In recent years, Enhanced Geothermal System (EGS) technologies have been applied to the geothermal resources production in the Hot Dry Rock (HDR). The core of EGS technologies is to adopt hydraulic fracturing in the reservoir to create a connected network of discrete fractures with the consideration of water as a working fluid for hydraulic fracturing and heat production. This paper investigates the characteristics of water flow behaviors through a single rough fracture under different temperature and pressure conditions. A single fracture model with rough fracture surfaces is constructed and then characterized, and influences of the anisotropic factor on the average tortuosity and frictional resistance coefficient of water flow through a single fracture with rough surfaces have been compared and analyzed. With consideration of other impacting factors (temperature, pressure, fracture roughness), the impact of mass flow rate has also been presented.

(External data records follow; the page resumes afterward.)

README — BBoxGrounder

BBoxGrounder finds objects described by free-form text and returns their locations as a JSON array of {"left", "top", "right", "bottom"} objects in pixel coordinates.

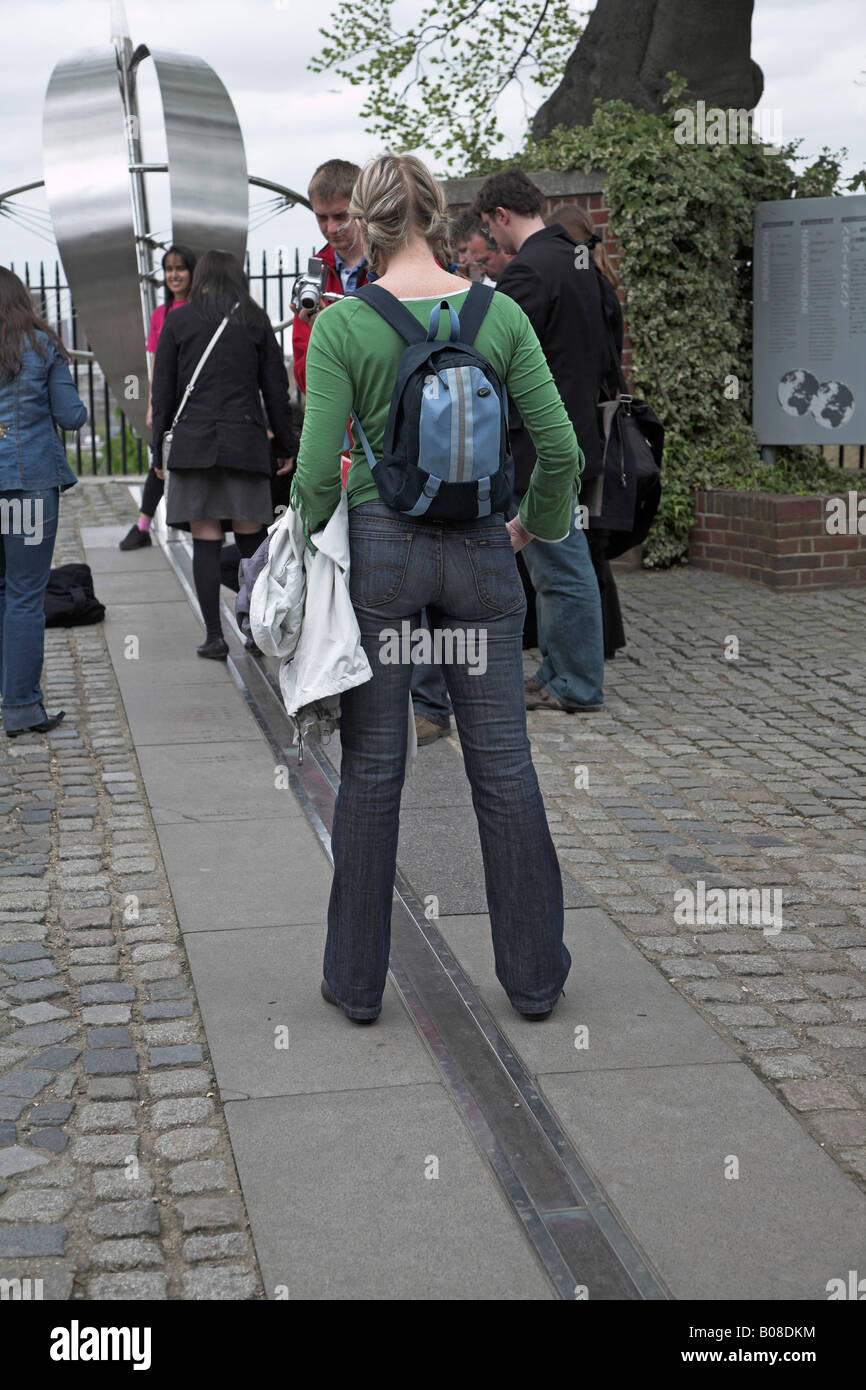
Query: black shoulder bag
[{"left": 581, "top": 309, "right": 664, "bottom": 560}]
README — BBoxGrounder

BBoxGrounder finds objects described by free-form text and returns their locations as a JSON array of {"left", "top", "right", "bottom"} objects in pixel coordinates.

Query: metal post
[{"left": 111, "top": 0, "right": 156, "bottom": 336}]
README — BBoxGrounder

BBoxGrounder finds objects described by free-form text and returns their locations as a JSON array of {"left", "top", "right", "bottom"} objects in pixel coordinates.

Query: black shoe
[
  {"left": 196, "top": 637, "right": 228, "bottom": 662},
  {"left": 517, "top": 990, "right": 566, "bottom": 1023},
  {"left": 321, "top": 980, "right": 378, "bottom": 1023},
  {"left": 6, "top": 709, "right": 67, "bottom": 738},
  {"left": 120, "top": 523, "right": 153, "bottom": 550}
]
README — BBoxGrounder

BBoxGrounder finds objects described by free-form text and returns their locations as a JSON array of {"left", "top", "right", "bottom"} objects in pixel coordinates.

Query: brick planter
[{"left": 688, "top": 480, "right": 866, "bottom": 589}]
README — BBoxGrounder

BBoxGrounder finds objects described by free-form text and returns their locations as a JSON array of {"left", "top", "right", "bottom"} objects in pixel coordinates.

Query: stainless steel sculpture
[{"left": 0, "top": 0, "right": 309, "bottom": 438}]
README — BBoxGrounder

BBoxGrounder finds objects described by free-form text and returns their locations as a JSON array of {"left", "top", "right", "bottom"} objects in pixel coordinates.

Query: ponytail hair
[{"left": 545, "top": 203, "right": 620, "bottom": 289}]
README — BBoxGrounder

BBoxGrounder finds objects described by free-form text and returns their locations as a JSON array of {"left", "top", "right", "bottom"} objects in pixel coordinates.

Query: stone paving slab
[
  {"left": 439, "top": 908, "right": 737, "bottom": 1073},
  {"left": 225, "top": 1084, "right": 553, "bottom": 1302},
  {"left": 154, "top": 817, "right": 331, "bottom": 934},
  {"left": 186, "top": 916, "right": 438, "bottom": 1099},
  {"left": 539, "top": 1063, "right": 866, "bottom": 1302},
  {"left": 138, "top": 742, "right": 303, "bottom": 826}
]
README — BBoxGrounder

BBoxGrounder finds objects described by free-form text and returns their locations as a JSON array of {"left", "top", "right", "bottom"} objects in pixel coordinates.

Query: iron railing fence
[{"left": 11, "top": 257, "right": 866, "bottom": 477}]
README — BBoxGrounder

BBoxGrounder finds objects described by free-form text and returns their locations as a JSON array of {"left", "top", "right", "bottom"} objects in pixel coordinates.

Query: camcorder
[{"left": 291, "top": 256, "right": 343, "bottom": 314}]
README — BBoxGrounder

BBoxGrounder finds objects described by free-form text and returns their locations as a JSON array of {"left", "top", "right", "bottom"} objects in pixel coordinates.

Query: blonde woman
[{"left": 292, "top": 154, "right": 582, "bottom": 1023}]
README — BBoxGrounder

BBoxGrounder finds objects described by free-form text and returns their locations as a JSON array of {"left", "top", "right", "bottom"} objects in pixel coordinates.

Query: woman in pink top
[{"left": 121, "top": 246, "right": 196, "bottom": 550}]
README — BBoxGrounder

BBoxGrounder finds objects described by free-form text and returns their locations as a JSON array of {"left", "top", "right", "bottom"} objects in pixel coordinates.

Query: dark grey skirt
[{"left": 165, "top": 467, "right": 274, "bottom": 531}]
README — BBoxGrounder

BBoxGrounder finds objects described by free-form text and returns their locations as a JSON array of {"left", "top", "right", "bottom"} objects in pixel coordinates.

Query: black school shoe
[
  {"left": 120, "top": 521, "right": 153, "bottom": 550},
  {"left": 321, "top": 980, "right": 378, "bottom": 1023},
  {"left": 6, "top": 709, "right": 67, "bottom": 738},
  {"left": 196, "top": 637, "right": 228, "bottom": 662}
]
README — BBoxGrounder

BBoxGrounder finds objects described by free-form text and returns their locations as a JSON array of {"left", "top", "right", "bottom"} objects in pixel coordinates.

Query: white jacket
[{"left": 250, "top": 489, "right": 416, "bottom": 760}]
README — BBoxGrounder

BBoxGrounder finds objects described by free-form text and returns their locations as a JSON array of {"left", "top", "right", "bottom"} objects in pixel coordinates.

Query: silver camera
[{"left": 291, "top": 256, "right": 342, "bottom": 314}]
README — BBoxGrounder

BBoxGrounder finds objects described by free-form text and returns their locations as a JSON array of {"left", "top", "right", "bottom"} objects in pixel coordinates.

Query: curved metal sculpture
[{"left": 18, "top": 0, "right": 310, "bottom": 438}]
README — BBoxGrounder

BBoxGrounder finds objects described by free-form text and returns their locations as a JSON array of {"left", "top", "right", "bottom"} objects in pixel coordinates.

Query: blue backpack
[{"left": 352, "top": 284, "right": 514, "bottom": 521}]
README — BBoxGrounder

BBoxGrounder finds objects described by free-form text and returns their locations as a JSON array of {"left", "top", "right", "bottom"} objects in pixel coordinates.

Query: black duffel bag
[
  {"left": 44, "top": 564, "right": 106, "bottom": 627},
  {"left": 581, "top": 318, "right": 664, "bottom": 560},
  {"left": 588, "top": 392, "right": 664, "bottom": 560}
]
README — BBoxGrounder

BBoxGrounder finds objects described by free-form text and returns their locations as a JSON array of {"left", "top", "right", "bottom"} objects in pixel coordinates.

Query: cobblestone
[
  {"left": 88, "top": 1201, "right": 160, "bottom": 1236},
  {"left": 88, "top": 1272, "right": 168, "bottom": 1302},
  {"left": 90, "top": 1240, "right": 166, "bottom": 1269},
  {"left": 171, "top": 1158, "right": 228, "bottom": 1195},
  {"left": 539, "top": 571, "right": 866, "bottom": 1188},
  {"left": 0, "top": 484, "right": 261, "bottom": 1301},
  {"left": 182, "top": 1265, "right": 256, "bottom": 1298}
]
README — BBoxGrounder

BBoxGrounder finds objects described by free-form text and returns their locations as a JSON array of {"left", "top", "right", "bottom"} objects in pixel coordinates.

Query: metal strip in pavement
[{"left": 155, "top": 522, "right": 670, "bottom": 1301}]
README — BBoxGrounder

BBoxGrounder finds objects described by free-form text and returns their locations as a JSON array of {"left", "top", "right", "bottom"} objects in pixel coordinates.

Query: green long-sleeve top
[{"left": 292, "top": 291, "right": 584, "bottom": 541}]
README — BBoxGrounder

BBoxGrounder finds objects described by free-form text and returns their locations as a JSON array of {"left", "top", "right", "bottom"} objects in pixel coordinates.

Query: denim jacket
[{"left": 0, "top": 331, "right": 88, "bottom": 492}]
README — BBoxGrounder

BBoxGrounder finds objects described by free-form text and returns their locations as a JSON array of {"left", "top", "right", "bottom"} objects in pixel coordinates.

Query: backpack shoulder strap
[
  {"left": 460, "top": 281, "right": 495, "bottom": 346},
  {"left": 348, "top": 282, "right": 427, "bottom": 343}
]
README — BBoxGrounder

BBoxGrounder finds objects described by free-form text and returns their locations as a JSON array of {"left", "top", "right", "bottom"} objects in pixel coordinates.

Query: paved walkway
[{"left": 0, "top": 484, "right": 866, "bottom": 1298}]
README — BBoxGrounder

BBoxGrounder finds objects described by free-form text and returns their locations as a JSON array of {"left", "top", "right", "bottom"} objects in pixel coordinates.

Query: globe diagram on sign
[
  {"left": 777, "top": 367, "right": 819, "bottom": 416},
  {"left": 809, "top": 381, "right": 853, "bottom": 430}
]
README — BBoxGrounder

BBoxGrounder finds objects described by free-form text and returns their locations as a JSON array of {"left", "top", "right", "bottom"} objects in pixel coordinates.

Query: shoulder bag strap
[
  {"left": 346, "top": 282, "right": 435, "bottom": 343},
  {"left": 171, "top": 300, "right": 239, "bottom": 430},
  {"left": 460, "top": 281, "right": 493, "bottom": 348}
]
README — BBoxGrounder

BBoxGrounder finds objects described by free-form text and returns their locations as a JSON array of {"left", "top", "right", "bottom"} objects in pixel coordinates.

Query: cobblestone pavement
[
  {"left": 0, "top": 482, "right": 866, "bottom": 1300},
  {"left": 0, "top": 484, "right": 263, "bottom": 1300},
  {"left": 527, "top": 570, "right": 866, "bottom": 1187}
]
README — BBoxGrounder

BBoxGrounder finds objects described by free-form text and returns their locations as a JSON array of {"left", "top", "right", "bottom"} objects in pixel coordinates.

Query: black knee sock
[
  {"left": 235, "top": 525, "right": 267, "bottom": 560},
  {"left": 192, "top": 538, "right": 222, "bottom": 641}
]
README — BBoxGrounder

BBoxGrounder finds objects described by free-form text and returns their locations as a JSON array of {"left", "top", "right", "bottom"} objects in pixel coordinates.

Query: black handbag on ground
[
  {"left": 581, "top": 322, "right": 664, "bottom": 560},
  {"left": 44, "top": 564, "right": 106, "bottom": 627}
]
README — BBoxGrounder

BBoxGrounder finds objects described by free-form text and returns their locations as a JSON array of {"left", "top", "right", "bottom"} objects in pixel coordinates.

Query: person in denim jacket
[{"left": 0, "top": 265, "right": 88, "bottom": 738}]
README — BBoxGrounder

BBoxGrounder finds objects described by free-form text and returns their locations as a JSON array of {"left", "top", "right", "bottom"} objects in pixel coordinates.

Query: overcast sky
[{"left": 0, "top": 0, "right": 866, "bottom": 279}]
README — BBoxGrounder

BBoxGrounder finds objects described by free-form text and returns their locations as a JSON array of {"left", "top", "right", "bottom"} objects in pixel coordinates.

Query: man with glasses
[{"left": 292, "top": 160, "right": 367, "bottom": 392}]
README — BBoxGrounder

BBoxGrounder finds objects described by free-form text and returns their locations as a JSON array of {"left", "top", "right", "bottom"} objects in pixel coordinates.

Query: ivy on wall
[{"left": 480, "top": 74, "right": 866, "bottom": 567}]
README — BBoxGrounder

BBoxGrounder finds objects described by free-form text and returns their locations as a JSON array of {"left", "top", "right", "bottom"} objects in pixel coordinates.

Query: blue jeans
[
  {"left": 0, "top": 488, "right": 60, "bottom": 730},
  {"left": 410, "top": 609, "right": 450, "bottom": 728},
  {"left": 520, "top": 521, "right": 605, "bottom": 709},
  {"left": 324, "top": 502, "right": 571, "bottom": 1017}
]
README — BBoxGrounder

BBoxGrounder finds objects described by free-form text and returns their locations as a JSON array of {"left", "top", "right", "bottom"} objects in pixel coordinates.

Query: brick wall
[
  {"left": 443, "top": 170, "right": 632, "bottom": 386},
  {"left": 688, "top": 489, "right": 866, "bottom": 589}
]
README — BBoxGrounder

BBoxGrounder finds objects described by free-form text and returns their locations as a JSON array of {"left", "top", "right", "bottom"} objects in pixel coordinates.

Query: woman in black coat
[
  {"left": 152, "top": 250, "right": 297, "bottom": 660},
  {"left": 544, "top": 203, "right": 626, "bottom": 660}
]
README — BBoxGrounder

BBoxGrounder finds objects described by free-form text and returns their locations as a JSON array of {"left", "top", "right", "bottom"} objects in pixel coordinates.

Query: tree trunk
[{"left": 532, "top": 0, "right": 763, "bottom": 140}]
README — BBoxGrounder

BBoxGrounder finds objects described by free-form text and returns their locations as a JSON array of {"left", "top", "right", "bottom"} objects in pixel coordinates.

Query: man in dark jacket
[
  {"left": 475, "top": 168, "right": 609, "bottom": 710},
  {"left": 292, "top": 160, "right": 367, "bottom": 392}
]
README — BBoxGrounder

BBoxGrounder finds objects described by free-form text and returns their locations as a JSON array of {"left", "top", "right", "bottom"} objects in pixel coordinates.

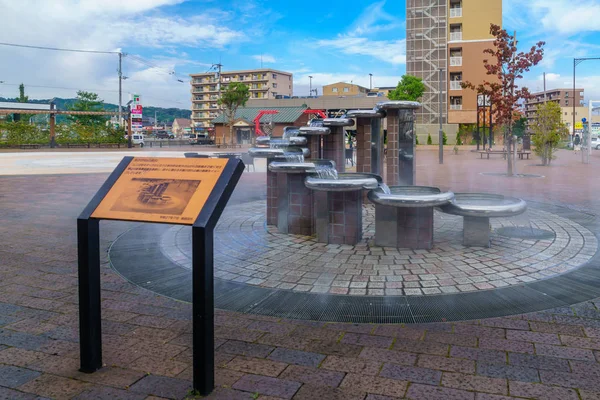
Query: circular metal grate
[{"left": 495, "top": 226, "right": 556, "bottom": 240}]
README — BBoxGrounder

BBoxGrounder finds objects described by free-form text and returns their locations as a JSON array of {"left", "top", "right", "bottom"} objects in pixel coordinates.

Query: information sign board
[{"left": 92, "top": 157, "right": 227, "bottom": 225}]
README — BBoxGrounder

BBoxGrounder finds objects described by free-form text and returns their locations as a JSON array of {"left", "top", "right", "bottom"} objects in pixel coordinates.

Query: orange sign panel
[{"left": 92, "top": 157, "right": 227, "bottom": 225}]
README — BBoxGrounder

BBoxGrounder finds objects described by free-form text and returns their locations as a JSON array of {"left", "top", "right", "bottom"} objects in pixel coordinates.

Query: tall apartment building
[
  {"left": 406, "top": 0, "right": 502, "bottom": 124},
  {"left": 190, "top": 69, "right": 294, "bottom": 128},
  {"left": 525, "top": 88, "right": 588, "bottom": 129}
]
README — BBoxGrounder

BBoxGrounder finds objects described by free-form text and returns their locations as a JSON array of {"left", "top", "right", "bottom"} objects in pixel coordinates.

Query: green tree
[
  {"left": 13, "top": 83, "right": 33, "bottom": 123},
  {"left": 456, "top": 130, "right": 463, "bottom": 146},
  {"left": 69, "top": 90, "right": 108, "bottom": 126},
  {"left": 218, "top": 82, "right": 250, "bottom": 144},
  {"left": 531, "top": 102, "right": 568, "bottom": 165},
  {"left": 388, "top": 75, "right": 425, "bottom": 101},
  {"left": 513, "top": 117, "right": 527, "bottom": 138}
]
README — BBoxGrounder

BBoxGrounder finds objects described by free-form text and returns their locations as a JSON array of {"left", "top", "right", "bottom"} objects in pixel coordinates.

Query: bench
[
  {"left": 479, "top": 150, "right": 531, "bottom": 160},
  {"left": 479, "top": 150, "right": 506, "bottom": 160},
  {"left": 517, "top": 150, "right": 531, "bottom": 160}
]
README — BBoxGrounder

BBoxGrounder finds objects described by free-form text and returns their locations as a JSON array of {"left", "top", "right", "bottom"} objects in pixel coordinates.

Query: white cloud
[
  {"left": 530, "top": 0, "right": 600, "bottom": 34},
  {"left": 317, "top": 35, "right": 406, "bottom": 65},
  {"left": 252, "top": 54, "right": 276, "bottom": 64},
  {"left": 503, "top": 0, "right": 600, "bottom": 36},
  {"left": 294, "top": 72, "right": 401, "bottom": 96},
  {"left": 0, "top": 0, "right": 245, "bottom": 108},
  {"left": 349, "top": 1, "right": 403, "bottom": 36}
]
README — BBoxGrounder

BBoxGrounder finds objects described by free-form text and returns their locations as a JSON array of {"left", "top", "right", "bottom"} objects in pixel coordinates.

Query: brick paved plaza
[{"left": 0, "top": 149, "right": 600, "bottom": 400}]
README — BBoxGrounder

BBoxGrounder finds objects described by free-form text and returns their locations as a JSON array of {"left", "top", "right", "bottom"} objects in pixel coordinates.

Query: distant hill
[{"left": 0, "top": 97, "right": 192, "bottom": 124}]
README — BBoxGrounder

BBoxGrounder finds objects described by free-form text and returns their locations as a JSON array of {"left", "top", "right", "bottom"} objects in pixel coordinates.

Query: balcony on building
[
  {"left": 450, "top": 49, "right": 462, "bottom": 67},
  {"left": 450, "top": 96, "right": 462, "bottom": 111},
  {"left": 450, "top": 1, "right": 462, "bottom": 18},
  {"left": 450, "top": 72, "right": 462, "bottom": 90},
  {"left": 450, "top": 24, "right": 462, "bottom": 41}
]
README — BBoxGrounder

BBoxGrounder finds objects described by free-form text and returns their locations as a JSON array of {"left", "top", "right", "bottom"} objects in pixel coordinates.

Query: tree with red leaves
[{"left": 462, "top": 24, "right": 545, "bottom": 176}]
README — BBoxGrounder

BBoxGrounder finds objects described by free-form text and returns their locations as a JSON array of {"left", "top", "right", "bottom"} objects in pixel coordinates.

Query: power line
[
  {"left": 0, "top": 42, "right": 120, "bottom": 54},
  {"left": 0, "top": 81, "right": 184, "bottom": 107}
]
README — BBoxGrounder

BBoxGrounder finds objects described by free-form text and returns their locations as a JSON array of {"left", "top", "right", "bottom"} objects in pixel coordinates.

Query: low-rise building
[
  {"left": 212, "top": 105, "right": 309, "bottom": 144},
  {"left": 323, "top": 82, "right": 369, "bottom": 96},
  {"left": 171, "top": 118, "right": 192, "bottom": 137},
  {"left": 190, "top": 68, "right": 294, "bottom": 128},
  {"left": 525, "top": 88, "right": 588, "bottom": 130}
]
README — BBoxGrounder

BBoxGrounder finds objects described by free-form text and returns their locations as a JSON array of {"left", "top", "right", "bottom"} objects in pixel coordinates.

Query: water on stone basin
[
  {"left": 284, "top": 153, "right": 304, "bottom": 163},
  {"left": 315, "top": 164, "right": 338, "bottom": 179},
  {"left": 379, "top": 182, "right": 392, "bottom": 194}
]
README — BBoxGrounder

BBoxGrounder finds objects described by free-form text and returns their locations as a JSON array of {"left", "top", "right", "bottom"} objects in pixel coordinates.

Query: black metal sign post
[{"left": 77, "top": 157, "right": 244, "bottom": 396}]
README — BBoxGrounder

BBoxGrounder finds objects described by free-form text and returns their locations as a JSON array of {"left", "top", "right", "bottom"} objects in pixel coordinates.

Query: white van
[{"left": 125, "top": 133, "right": 144, "bottom": 147}]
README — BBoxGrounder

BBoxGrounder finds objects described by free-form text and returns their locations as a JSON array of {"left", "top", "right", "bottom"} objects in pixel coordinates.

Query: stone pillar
[
  {"left": 385, "top": 108, "right": 399, "bottom": 186},
  {"left": 375, "top": 205, "right": 433, "bottom": 250},
  {"left": 305, "top": 135, "right": 321, "bottom": 160},
  {"left": 277, "top": 173, "right": 314, "bottom": 236},
  {"left": 463, "top": 217, "right": 491, "bottom": 247},
  {"left": 397, "top": 109, "right": 417, "bottom": 186},
  {"left": 323, "top": 126, "right": 346, "bottom": 172},
  {"left": 377, "top": 101, "right": 420, "bottom": 186},
  {"left": 356, "top": 118, "right": 372, "bottom": 173},
  {"left": 314, "top": 190, "right": 363, "bottom": 246},
  {"left": 267, "top": 158, "right": 279, "bottom": 225}
]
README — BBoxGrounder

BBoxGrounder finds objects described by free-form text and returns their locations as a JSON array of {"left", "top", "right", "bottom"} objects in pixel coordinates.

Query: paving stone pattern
[
  {"left": 161, "top": 201, "right": 598, "bottom": 296},
  {"left": 0, "top": 152, "right": 600, "bottom": 400}
]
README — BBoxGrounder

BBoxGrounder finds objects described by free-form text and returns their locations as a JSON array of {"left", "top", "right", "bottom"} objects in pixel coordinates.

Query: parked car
[
  {"left": 189, "top": 133, "right": 215, "bottom": 144},
  {"left": 125, "top": 133, "right": 144, "bottom": 147},
  {"left": 156, "top": 132, "right": 175, "bottom": 139}
]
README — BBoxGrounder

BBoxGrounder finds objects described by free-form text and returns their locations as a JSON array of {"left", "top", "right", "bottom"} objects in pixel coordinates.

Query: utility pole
[
  {"left": 544, "top": 72, "right": 546, "bottom": 104},
  {"left": 118, "top": 52, "right": 123, "bottom": 128},
  {"left": 438, "top": 69, "right": 444, "bottom": 164}
]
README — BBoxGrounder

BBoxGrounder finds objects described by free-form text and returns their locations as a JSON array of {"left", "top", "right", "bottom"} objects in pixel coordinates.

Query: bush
[
  {"left": 55, "top": 123, "right": 127, "bottom": 144},
  {"left": 0, "top": 121, "right": 50, "bottom": 145},
  {"left": 456, "top": 131, "right": 463, "bottom": 146}
]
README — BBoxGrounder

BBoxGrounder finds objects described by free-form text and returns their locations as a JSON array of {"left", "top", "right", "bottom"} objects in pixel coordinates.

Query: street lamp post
[{"left": 571, "top": 57, "right": 600, "bottom": 145}]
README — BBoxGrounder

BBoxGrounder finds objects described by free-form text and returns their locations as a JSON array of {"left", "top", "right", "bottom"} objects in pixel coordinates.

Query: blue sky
[{"left": 0, "top": 0, "right": 600, "bottom": 108}]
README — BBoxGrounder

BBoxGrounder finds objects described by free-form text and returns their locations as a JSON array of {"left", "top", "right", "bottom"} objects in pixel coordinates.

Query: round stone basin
[
  {"left": 304, "top": 173, "right": 379, "bottom": 192},
  {"left": 346, "top": 109, "right": 385, "bottom": 118},
  {"left": 368, "top": 186, "right": 454, "bottom": 207},
  {"left": 256, "top": 136, "right": 307, "bottom": 146},
  {"left": 248, "top": 147, "right": 310, "bottom": 158},
  {"left": 376, "top": 100, "right": 421, "bottom": 110},
  {"left": 323, "top": 118, "right": 354, "bottom": 126},
  {"left": 300, "top": 126, "right": 331, "bottom": 136},
  {"left": 441, "top": 193, "right": 527, "bottom": 218},
  {"left": 269, "top": 160, "right": 335, "bottom": 174}
]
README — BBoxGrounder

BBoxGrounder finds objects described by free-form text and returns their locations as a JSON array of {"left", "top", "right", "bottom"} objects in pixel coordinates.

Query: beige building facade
[
  {"left": 190, "top": 69, "right": 294, "bottom": 128},
  {"left": 406, "top": 0, "right": 502, "bottom": 125}
]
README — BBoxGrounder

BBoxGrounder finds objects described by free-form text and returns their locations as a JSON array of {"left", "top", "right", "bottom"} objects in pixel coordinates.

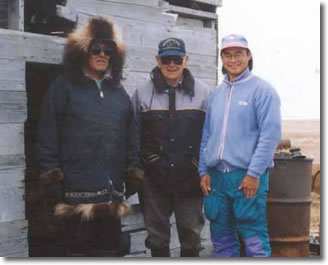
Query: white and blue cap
[
  {"left": 221, "top": 34, "right": 249, "bottom": 51},
  {"left": 158, "top": 38, "right": 186, "bottom": 57}
]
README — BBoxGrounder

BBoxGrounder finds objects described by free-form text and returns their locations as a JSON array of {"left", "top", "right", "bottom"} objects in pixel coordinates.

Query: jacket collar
[
  {"left": 150, "top": 66, "right": 195, "bottom": 97},
  {"left": 223, "top": 67, "right": 253, "bottom": 84}
]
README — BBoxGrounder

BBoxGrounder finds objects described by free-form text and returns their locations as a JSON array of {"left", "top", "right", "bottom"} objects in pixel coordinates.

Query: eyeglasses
[
  {"left": 222, "top": 52, "right": 244, "bottom": 61},
  {"left": 161, "top": 56, "right": 183, "bottom": 65},
  {"left": 90, "top": 44, "right": 116, "bottom": 56}
]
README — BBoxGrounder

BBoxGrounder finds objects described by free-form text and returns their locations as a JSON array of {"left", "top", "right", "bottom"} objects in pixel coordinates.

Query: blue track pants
[{"left": 210, "top": 170, "right": 271, "bottom": 257}]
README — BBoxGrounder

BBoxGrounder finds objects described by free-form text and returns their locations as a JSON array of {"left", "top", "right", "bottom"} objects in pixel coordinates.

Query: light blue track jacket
[{"left": 198, "top": 68, "right": 281, "bottom": 178}]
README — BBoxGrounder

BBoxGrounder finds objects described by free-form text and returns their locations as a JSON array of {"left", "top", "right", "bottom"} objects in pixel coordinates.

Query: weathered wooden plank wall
[
  {"left": 0, "top": 0, "right": 28, "bottom": 257},
  {"left": 0, "top": 0, "right": 222, "bottom": 257}
]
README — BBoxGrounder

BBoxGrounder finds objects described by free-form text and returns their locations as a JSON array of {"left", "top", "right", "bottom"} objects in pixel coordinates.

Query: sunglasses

Numerical simulation results present that changes of average tortuosity for water flow through a single rough facture are mainly affected by temperature. It can be observed that higher temperature leads to larger average tortuosity but the frictional resistance coefficient shows an opposite trend. As for pressure conditions, it is found that effects of pressure on average tortuosity and frictional resistance coefficient is very small, which can be neglected under high pressure conditions. Furthermore, the average tortuosity shows a progressively linear relationship with the mass flow rate. On the contrary, the frictional resistance coefficient has a negative relationship with the mass flow rate. It is revealed that when the mass flow rate reaches a critical point, the influences of temperature on the frictional resistance coefficient will be negligible. Comparisons of single rough fractures with different anisotropic factors show that values of average tortuosity and frictional resistance coefficient have positive relationships with the increase of anisotropic factors.